Familia Schroeder, la bodega patagónica especialista en Pinot Noir

Familia Schroeder

¿Qué hace falta para ser especialista en Pinot Noir? Es la pregunta que se hacen todas las bodegas que elaboran esta difícil variedad oriunda de la Borgoña. Hay una en la Argentina, sin embargo, que tiene una respuesta convincente. Se llama Familia Schroeder, elabora Pinot en todas sus líneas (espumosos, vinos tranquilos o tardíos) y queda en San Patricio del Chañar, a las puertas de la Patagonia.

Establecida por Herman Heinz Teodoro Schroeder y su familia en 2001, la casa se enfocó desde el minuto cero en la elaboración de Pinot Noir y esta fue una premisa que siempre formó parte del proyecto original. 

De ascendencia alemana, los Schroeder planificaron con la cabeza y el corazón: la cabeza, porque diseñaron su bodega montada en la barda del río para que el desnivel le permita funcionar por gravedad; el corazón, porque se empeñaron con voluntad en dominar el difícil terroir patagónico.

Familia Schroeder

Familia Schroeder, especialista en Pinot Noir 

Las principales regiones productoras de Pinot Noir en el mudo se ubican en los extremos de las latitudes vitícolas. Si en el hemisferio norte está plantado entre los 38° y 47°, en el sur y debido a la altura, esa franja se ensancha: va desde los 34° a los 45°. 

En el medio se encuentra San Patricio del Chañar, en Patagonia, a los 39° S, una latitud similar a la de Sonoma en Estados Unidos.

La Patagonia tiene una larga tradición en Pinot Noir. Fue plantado en Río Negro a comienzos del siglo XX y luego, empleando ese material, en Neuquén, donde hoy cubre 239 hectáreas. Si el Pinot Noir representa el 0,9% de la superficie argentina, para toda la Patagonia significa el 10,2%, mientras que San Patricio del Chañar cuenta con 2/3 partes del total patagónico.

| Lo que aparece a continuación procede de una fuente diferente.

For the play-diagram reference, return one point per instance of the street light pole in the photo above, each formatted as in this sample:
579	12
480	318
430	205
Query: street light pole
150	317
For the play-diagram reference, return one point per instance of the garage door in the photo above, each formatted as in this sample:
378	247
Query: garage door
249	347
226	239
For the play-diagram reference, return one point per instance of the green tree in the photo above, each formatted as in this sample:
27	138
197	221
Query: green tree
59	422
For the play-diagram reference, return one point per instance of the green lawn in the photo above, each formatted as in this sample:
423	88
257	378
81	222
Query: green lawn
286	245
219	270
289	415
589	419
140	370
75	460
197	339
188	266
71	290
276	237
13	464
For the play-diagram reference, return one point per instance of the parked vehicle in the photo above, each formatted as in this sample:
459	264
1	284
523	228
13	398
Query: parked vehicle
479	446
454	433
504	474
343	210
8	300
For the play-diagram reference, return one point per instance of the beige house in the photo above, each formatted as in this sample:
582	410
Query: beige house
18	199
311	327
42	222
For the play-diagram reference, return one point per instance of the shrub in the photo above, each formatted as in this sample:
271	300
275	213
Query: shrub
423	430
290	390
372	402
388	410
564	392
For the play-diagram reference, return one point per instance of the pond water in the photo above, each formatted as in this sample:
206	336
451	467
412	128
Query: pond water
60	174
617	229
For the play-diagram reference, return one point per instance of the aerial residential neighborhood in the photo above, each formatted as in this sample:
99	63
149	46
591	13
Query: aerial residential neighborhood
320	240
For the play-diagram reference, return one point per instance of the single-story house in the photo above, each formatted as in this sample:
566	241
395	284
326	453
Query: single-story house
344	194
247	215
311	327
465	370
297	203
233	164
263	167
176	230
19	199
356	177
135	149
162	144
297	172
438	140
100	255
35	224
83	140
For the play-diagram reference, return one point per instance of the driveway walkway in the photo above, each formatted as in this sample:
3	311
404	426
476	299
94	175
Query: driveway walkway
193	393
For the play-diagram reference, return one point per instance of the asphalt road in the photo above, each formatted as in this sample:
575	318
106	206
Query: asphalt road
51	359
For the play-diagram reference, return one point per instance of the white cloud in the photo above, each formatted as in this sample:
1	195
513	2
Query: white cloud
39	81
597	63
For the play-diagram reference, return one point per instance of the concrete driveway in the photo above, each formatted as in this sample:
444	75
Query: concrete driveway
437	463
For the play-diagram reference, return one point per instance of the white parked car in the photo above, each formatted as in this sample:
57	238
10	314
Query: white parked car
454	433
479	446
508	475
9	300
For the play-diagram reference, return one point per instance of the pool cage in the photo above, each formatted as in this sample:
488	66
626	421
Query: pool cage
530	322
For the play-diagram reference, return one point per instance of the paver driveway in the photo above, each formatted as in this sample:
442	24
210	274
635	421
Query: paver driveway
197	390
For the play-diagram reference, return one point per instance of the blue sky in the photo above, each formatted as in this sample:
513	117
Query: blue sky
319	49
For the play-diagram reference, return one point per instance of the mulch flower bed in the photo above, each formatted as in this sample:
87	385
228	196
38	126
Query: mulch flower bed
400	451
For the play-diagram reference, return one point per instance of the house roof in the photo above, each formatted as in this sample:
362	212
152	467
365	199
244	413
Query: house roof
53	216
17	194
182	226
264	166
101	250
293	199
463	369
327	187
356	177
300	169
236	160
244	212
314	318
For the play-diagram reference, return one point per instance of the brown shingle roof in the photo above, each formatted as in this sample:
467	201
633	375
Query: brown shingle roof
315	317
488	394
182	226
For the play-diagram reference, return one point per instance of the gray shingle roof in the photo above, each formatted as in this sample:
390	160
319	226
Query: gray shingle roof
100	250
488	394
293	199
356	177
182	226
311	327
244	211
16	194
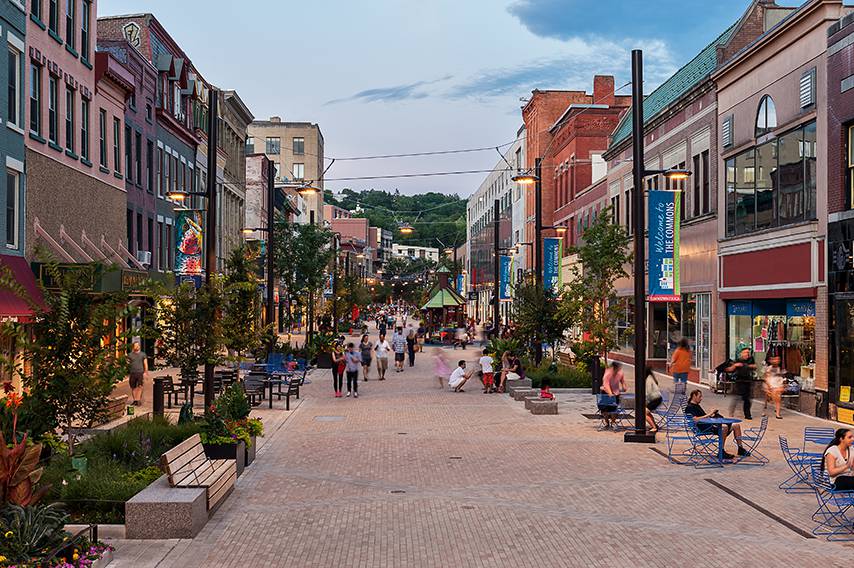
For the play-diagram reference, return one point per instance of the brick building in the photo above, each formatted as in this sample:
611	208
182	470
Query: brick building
840	227
772	116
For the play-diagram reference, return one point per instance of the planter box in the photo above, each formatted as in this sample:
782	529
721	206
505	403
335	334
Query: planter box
250	452
228	452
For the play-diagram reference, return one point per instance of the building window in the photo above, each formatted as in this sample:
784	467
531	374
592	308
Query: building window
35	99
53	16
128	153
85	17
13	192
13	113
52	118
117	145
149	166
772	184
102	137
69	22
766	117
69	119
84	128
273	145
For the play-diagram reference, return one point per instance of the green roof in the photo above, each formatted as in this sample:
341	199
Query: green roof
681	82
443	298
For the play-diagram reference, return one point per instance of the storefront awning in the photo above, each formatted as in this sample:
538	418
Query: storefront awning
12	307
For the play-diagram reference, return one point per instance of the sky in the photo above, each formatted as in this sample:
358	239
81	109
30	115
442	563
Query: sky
401	76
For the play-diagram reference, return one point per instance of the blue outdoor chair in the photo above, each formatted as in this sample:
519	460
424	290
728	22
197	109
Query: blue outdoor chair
832	517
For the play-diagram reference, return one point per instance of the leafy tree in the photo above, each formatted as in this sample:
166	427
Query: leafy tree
538	318
191	332
242	308
74	354
590	298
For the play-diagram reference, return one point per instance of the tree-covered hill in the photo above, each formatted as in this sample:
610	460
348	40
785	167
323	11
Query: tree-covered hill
433	215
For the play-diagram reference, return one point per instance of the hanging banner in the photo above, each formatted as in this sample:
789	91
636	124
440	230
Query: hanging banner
504	278
189	225
552	254
664	246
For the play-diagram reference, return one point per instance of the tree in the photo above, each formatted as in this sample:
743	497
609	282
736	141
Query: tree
242	306
538	318
302	255
191	332
74	354
591	298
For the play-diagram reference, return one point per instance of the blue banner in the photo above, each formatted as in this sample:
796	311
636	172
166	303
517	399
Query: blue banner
552	254
504	278
664	246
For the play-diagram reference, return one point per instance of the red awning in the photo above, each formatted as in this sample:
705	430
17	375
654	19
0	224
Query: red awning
12	307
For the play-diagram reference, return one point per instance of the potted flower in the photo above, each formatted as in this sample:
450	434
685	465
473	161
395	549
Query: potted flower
223	442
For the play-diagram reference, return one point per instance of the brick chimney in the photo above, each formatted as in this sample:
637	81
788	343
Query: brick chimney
603	90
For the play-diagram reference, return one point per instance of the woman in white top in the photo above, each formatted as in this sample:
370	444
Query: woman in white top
839	461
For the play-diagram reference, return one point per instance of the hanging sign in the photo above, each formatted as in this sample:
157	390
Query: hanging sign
664	246
552	254
504	278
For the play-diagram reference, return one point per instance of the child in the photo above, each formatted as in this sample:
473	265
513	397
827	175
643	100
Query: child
488	374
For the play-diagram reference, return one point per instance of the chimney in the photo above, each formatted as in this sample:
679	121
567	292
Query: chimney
603	90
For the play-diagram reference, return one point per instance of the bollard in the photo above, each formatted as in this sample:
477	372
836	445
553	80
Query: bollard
158	396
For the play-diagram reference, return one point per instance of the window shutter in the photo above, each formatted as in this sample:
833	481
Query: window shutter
807	88
726	132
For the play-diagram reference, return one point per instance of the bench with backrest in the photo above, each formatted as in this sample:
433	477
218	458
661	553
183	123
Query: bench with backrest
186	465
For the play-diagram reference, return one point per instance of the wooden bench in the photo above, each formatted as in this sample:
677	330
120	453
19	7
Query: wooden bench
186	465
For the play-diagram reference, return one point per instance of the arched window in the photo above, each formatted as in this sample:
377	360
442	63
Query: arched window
766	118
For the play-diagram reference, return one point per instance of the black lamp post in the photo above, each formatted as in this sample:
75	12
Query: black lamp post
640	433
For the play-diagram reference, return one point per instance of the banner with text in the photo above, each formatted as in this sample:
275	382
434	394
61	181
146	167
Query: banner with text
664	213
552	255
504	278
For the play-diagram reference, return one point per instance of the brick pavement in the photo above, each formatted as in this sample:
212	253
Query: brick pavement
410	475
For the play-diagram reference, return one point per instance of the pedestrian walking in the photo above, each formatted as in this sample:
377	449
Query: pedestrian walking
366	349
353	361
411	341
680	362
743	368
338	367
138	372
382	348
398	345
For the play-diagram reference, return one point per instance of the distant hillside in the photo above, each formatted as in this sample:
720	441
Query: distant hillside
442	217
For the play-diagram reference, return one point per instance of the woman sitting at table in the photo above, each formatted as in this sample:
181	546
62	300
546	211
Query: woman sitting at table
696	412
839	461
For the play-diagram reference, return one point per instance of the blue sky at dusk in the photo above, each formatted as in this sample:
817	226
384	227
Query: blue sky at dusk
392	76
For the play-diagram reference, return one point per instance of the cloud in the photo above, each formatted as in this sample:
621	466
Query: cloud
684	23
391	94
574	69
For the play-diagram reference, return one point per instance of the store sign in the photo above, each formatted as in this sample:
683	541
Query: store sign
188	259
552	254
504	272
664	246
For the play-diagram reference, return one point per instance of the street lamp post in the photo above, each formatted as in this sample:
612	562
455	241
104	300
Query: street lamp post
640	433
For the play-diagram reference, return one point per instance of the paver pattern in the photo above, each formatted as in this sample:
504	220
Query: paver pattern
410	475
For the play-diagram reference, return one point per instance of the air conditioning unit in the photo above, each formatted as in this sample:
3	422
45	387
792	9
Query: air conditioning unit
144	257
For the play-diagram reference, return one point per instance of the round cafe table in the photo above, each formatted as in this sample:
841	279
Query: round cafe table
719	422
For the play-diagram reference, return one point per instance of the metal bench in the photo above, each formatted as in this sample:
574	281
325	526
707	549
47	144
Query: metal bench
186	465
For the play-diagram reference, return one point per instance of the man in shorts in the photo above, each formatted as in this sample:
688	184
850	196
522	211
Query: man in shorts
138	369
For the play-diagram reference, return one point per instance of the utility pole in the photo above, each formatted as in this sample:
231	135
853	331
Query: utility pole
496	313
210	242
270	314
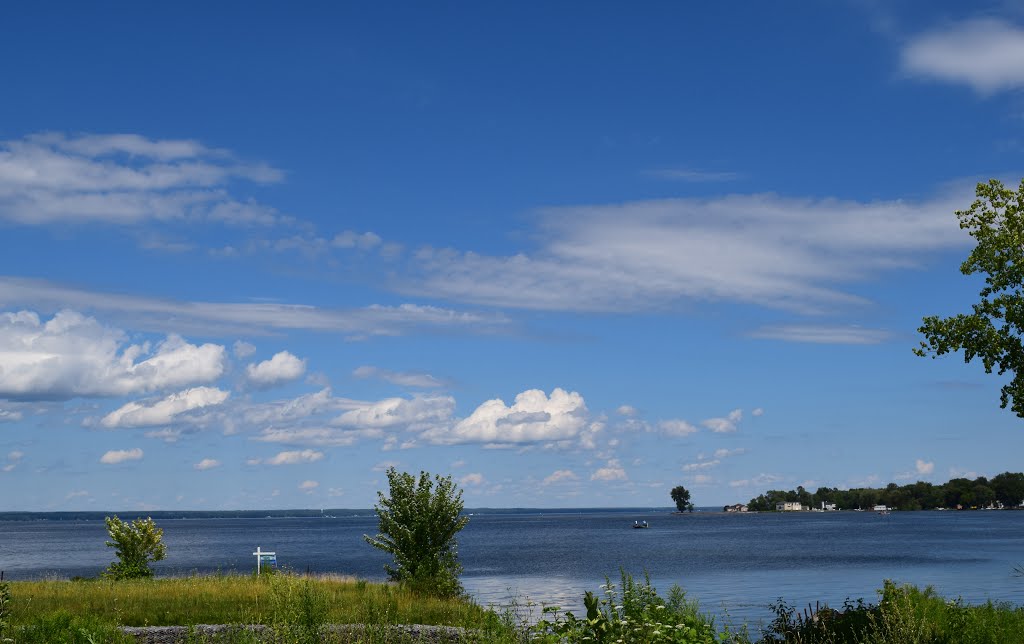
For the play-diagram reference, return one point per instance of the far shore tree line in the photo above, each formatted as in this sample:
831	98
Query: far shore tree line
1005	489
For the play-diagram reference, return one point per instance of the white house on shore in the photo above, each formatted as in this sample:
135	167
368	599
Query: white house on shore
790	506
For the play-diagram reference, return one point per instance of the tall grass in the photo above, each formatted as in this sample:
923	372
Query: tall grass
237	599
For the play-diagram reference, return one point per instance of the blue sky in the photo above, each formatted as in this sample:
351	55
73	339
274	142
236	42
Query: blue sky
571	255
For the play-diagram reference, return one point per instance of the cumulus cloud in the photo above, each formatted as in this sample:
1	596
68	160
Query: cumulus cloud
758	481
295	458
124	179
768	250
532	417
921	468
702	465
473	478
418	413
165	411
402	379
73	355
983	53
121	456
611	471
284	367
560	475
725	454
724	425
677	427
317	436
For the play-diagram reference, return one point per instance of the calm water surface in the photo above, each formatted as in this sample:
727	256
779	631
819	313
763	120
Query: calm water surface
738	563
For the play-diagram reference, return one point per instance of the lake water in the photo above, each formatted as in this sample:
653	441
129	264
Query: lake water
733	562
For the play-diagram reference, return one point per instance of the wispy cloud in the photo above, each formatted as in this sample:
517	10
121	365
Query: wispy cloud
692	176
821	334
767	250
983	53
402	379
150	313
124	179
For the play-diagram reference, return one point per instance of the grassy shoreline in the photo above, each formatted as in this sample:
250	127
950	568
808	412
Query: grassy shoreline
299	608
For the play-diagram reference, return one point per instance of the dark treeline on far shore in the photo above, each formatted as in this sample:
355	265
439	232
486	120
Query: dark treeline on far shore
1004	490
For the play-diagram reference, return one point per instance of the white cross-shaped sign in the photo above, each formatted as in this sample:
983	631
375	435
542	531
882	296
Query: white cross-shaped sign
259	557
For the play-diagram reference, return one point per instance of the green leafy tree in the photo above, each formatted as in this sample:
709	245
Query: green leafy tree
681	497
417	525
137	544
991	333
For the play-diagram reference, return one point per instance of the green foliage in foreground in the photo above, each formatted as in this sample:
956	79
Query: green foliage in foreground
633	612
299	609
904	615
418	523
992	331
135	544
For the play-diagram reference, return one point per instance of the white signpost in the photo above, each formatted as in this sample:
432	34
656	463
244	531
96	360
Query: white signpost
262	557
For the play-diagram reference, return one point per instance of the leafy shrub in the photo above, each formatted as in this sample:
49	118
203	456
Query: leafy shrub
633	613
137	544
418	523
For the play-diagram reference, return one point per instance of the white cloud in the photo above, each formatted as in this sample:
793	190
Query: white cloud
317	436
532	417
416	414
123	179
983	53
284	367
295	458
611	471
921	468
677	427
779	252
402	379
473	478
693	176
73	355
232	317
725	425
758	481
165	411
628	411
348	239
725	454
704	465
821	334
291	410
120	456
560	475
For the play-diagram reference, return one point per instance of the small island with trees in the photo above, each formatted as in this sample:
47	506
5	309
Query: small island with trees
1001	491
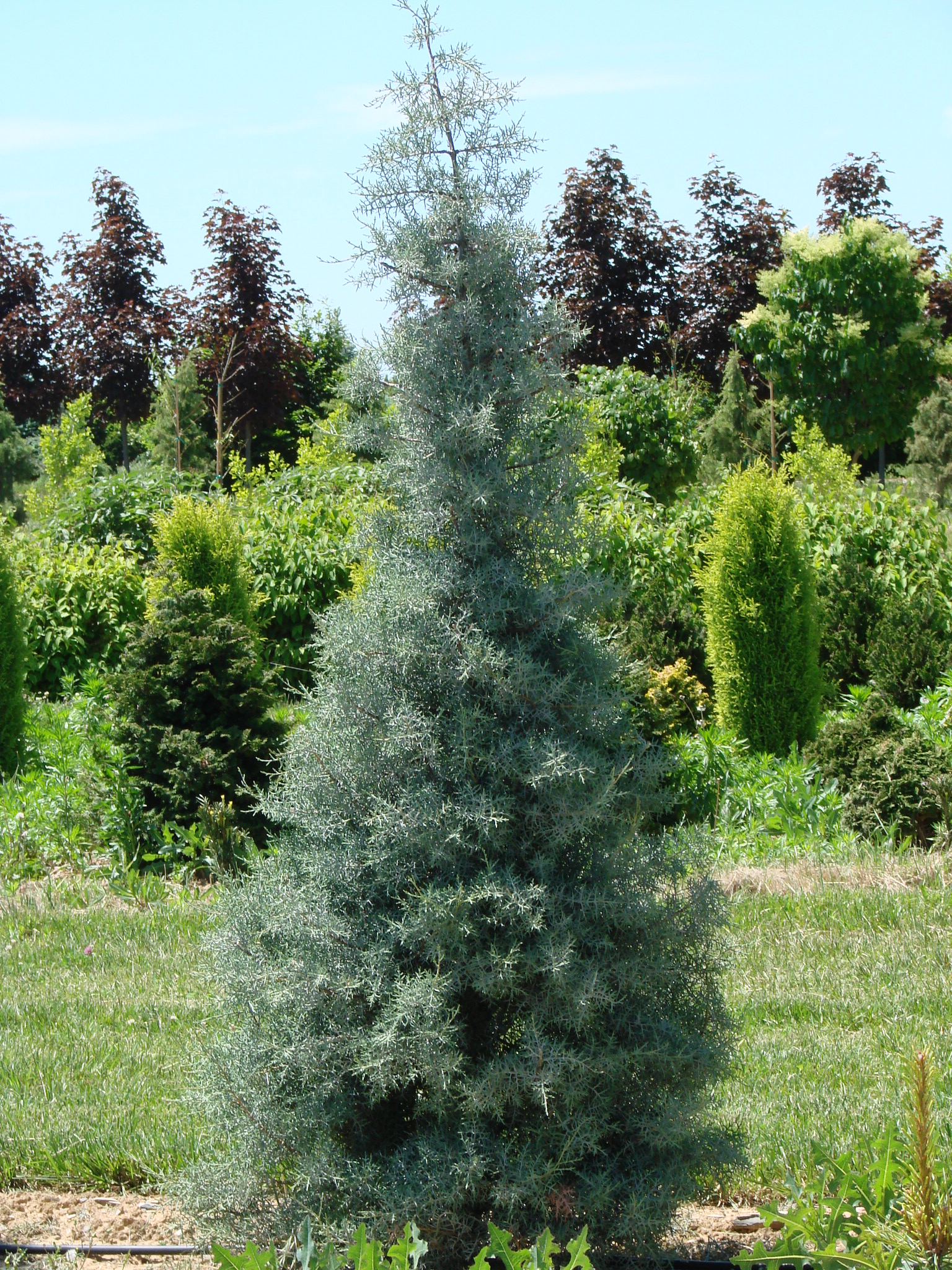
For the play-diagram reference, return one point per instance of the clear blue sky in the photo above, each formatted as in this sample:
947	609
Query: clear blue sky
266	100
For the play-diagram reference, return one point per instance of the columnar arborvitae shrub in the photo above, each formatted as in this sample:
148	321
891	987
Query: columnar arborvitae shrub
12	667
195	699
760	613
462	984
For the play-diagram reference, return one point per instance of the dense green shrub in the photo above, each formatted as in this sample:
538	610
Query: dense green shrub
651	553
12	666
462	985
866	548
18	461
69	453
82	606
120	508
932	437
195	706
653	419
195	698
760	614
298	544
889	770
910	648
739	430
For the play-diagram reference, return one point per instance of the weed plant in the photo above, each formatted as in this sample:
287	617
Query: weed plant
70	802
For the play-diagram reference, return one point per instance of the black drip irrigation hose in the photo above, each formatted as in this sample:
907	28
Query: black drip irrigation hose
99	1250
183	1250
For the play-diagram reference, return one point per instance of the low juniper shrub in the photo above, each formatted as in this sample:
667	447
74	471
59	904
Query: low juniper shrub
886	768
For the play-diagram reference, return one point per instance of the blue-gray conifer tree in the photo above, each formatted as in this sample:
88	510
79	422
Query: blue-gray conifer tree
464	985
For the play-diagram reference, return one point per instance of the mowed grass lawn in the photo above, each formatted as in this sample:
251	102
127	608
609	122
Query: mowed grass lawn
832	991
94	1047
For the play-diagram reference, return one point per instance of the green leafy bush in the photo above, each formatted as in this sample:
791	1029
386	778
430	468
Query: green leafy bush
867	548
70	456
120	508
653	553
760	614
910	647
886	768
296	527
18	461
71	799
653	419
82	606
195	705
759	806
12	666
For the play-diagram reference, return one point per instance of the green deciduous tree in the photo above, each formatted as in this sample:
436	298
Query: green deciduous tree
760	613
932	436
739	430
654	420
464	984
844	337
12	667
18	463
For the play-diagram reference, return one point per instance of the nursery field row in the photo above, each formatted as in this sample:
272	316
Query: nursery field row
833	986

Con foco en este varietal, Familia Schroeder decidió convertirse en la bodega experta de la Argentina. Con la dirección enológica a cargo de Leonardo Puppato, experimentado enólogo en la producción de Pinot Noir; la asesoría del californiano Paul Hobbs, y utilizando tecnología de punta, como tanques abiertos refrigerados, la casa apostó de lleno por la variedad. 

Familia Schroeder

La bodega cuenta con selecciones masales originales de la Patagonia (el método de propagación de la vid basado en la identificación de los mejores ejemplares dentro de la población de plantas de un viñedo, de acuerdo a su fenotipo), a las que luego sumaron clones de Borgoña como 777 y R4. Así, embotellan la variedad en todas sus líneas de precio y estilo.

Las selecciones masales las emplean para elaborar Saurus Pinot Noir, con un estilo frutal. Combinadas con una parte de clones, en cambio, Saurus Select Pinot Noir utiliza estas uvas en un estilo de fruta fresca. 

Saurus Barrel Fermented Pinot Noir se destaca por ser un vino elaborado solo con uvas del viñedo clonal y con una crianza más marcada. 

Familia Schroeder Pinot Noir, por su parte, ofrece un estilo más maduro. Pero también elaboran un tardío tinto de Pinot Noir y varias líneas de espumosos que lo tienen como protagonista, como la línea Deseado, Saurus o H. T. Schroeder.

Mientras que las burbujas están enfocadas en el mercado doméstico –hoy son la bodega champagnera más grande fuera de Mendoza, principalmente por el método Charmat– los tintos de Pinot Noir se exportan a diversos países con foco en Estados Unidos.

En los años que van desde la plantación de San Patricio del Chañar en 1999 a la fecha, la Patagonia se ha consolidado como un terruño especial para el Pinot Noir. Y Familia Schroeder, como una de sus especialistas.

Familia Schroeder

Hallazgo jurásico

Una de las cosas que marca la historia de la bodega es un singular descubrimiento. Cuando se realizó el pozo en la barda del río para la construcción de la nave central hallaron los restos fósiles de un dinosaurio: el Panamericansaurus Schroederi, que llegó a medir 12 metros de largo, pesar unas 16 toneladas y vivió en la Patagonia hace 75 millones de años.

La obra estuvo parada una temporada hasta que lograron desenterrar el esqueleto que hoy descansa en el sótano de la bodega, justo luego de la sala de barricas y antes de la entrada al restaurante.

Como todas las cosas fortuitas en la vida, el dinosaurio volvió a la vida en las etiquetas de la bodega y estira su cuello en las botellas de Pinot Noir de la línea Saurus y Saurus Select.